Basically Graziani’s method (to interpret Bosch’s images with the help of medieval topoi) seems okay. It stands to reason, though, that not every topos can be related to Bosch in an arbitrary way: only those topoi that fit in with the context of Bosch’s art qualify. It should be pointed out then that Graziani’s Juvenal topos does not fit in with the context of the Haywain’s exterior panels. The protagonist is obviously not singing a song and moreover, his expression looks rather wary instead of cheerful, as is signalled by Graziani himself. That the ‘cheerful’ aspect is represented by Bosch through the shepherd playing the bagpipes and the unworried dancers is a very weak argument, particularly if one is aware of the negative connotations of the topoi ‘playing the bagpipes’ and ‘dancing’ in the Late Middle Ages. A weak element is also Graziani’s suggestion that Bosch’s exterior panels agree with the traditional medieval view on poverty as a situation that can easily lead to bliss (compare Luke 6: 20), whereas circa 1500 middle-class moralists increasingly began to rebuke poverty as a result of voluntary self-neglect. In other Bosch paintings (such as the right interior panel of the Garden of Earthly Delights triptych and the exterior panels of the Vienna Last Judgment triptych) Bosch treats beggars in the same negative way as is the case in the contemporary texts and visual sources signalled by Graziani.
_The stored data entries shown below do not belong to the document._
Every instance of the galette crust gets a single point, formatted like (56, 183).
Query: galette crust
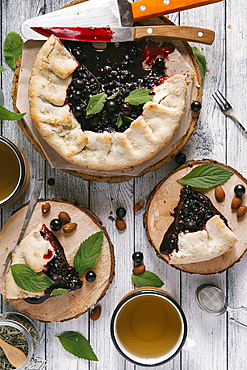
(146, 136)
(29, 252)
(203, 245)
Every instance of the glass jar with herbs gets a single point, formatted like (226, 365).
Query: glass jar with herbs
(19, 331)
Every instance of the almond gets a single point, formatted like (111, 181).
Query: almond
(138, 206)
(139, 269)
(64, 217)
(236, 203)
(241, 211)
(95, 313)
(45, 207)
(219, 193)
(121, 225)
(68, 228)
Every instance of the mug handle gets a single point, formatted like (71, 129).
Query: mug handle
(189, 344)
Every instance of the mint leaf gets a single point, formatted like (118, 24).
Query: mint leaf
(5, 114)
(119, 120)
(114, 95)
(77, 345)
(59, 291)
(201, 61)
(206, 176)
(147, 278)
(12, 49)
(88, 253)
(26, 278)
(138, 96)
(126, 118)
(96, 103)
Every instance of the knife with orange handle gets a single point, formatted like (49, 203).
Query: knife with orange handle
(149, 8)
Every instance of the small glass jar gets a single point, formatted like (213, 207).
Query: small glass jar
(26, 327)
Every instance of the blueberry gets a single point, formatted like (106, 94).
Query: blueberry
(121, 212)
(110, 106)
(180, 158)
(56, 224)
(90, 276)
(126, 109)
(239, 190)
(137, 257)
(196, 106)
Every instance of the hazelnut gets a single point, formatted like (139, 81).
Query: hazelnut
(138, 206)
(64, 217)
(138, 269)
(68, 228)
(236, 203)
(45, 207)
(241, 211)
(95, 313)
(219, 193)
(121, 225)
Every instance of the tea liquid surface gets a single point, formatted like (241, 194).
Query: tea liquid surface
(148, 326)
(9, 171)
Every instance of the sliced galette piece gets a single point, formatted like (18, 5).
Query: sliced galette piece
(43, 253)
(199, 231)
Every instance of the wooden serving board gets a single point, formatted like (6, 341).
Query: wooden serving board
(164, 199)
(74, 303)
(187, 53)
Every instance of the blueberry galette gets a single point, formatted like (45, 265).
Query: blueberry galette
(199, 231)
(88, 104)
(41, 251)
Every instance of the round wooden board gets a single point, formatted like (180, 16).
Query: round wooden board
(185, 49)
(74, 303)
(164, 199)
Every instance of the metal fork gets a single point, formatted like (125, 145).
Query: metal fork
(226, 108)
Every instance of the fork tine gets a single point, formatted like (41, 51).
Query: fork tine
(218, 101)
(223, 100)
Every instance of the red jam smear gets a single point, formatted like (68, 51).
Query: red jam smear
(92, 34)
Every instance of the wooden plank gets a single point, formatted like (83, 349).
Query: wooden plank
(208, 141)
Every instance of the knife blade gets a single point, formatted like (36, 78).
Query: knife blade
(121, 34)
(103, 13)
(33, 200)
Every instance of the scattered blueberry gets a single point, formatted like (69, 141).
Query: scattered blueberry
(137, 257)
(90, 276)
(121, 212)
(180, 158)
(56, 224)
(196, 106)
(239, 190)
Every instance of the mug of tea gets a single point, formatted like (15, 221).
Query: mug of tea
(14, 172)
(148, 327)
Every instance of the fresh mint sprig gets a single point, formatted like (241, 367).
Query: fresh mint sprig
(88, 252)
(12, 48)
(206, 176)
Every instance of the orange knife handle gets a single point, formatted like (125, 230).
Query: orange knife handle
(143, 9)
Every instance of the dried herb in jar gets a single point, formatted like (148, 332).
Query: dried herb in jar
(14, 337)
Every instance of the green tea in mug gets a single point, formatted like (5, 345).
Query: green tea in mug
(9, 171)
(148, 326)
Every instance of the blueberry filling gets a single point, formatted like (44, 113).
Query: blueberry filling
(58, 269)
(119, 67)
(191, 214)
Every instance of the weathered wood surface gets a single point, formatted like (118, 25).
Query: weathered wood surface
(220, 343)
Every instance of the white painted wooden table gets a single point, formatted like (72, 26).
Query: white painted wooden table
(221, 344)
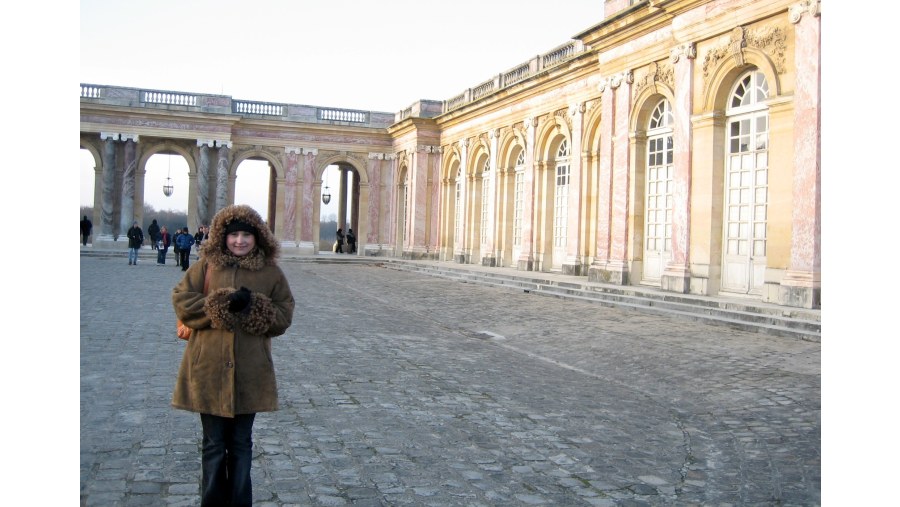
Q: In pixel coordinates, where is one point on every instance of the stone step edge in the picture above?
(538, 289)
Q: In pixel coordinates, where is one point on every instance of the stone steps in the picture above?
(747, 315)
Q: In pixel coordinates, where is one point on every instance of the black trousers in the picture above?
(227, 453)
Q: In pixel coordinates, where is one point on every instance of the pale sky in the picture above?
(317, 56)
(354, 54)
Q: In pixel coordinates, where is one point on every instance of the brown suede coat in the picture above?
(227, 366)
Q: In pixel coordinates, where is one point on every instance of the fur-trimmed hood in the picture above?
(217, 254)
But the major objection against Graziani’s argument concerns his interpretation of the Rotterdam tondo. Suddenly this panel is not called The Wanderer, but The Pedlar: one wonders for which reason. Graziani supposes that this pedlar is a representation of ‘voluntary poverty’ because the ox behind the gate is a traditional symbol of Patientia (Patience). Moreover, just like the wanderer in the Haywain, the tondo’s protagonist does not have to fear robbers: the man who is flirting with a woman in the brothel’s doorway is a landsknecht and the robbers in the Haywain are also soldiers. Actually, in the tondo there is not even a hint of a robbery and so once again the Juvenal topos is not relevant here. The link that Graziani observes between the soldiers in the tondo and in the exterior panels is based on sheer Hineininterpretierung.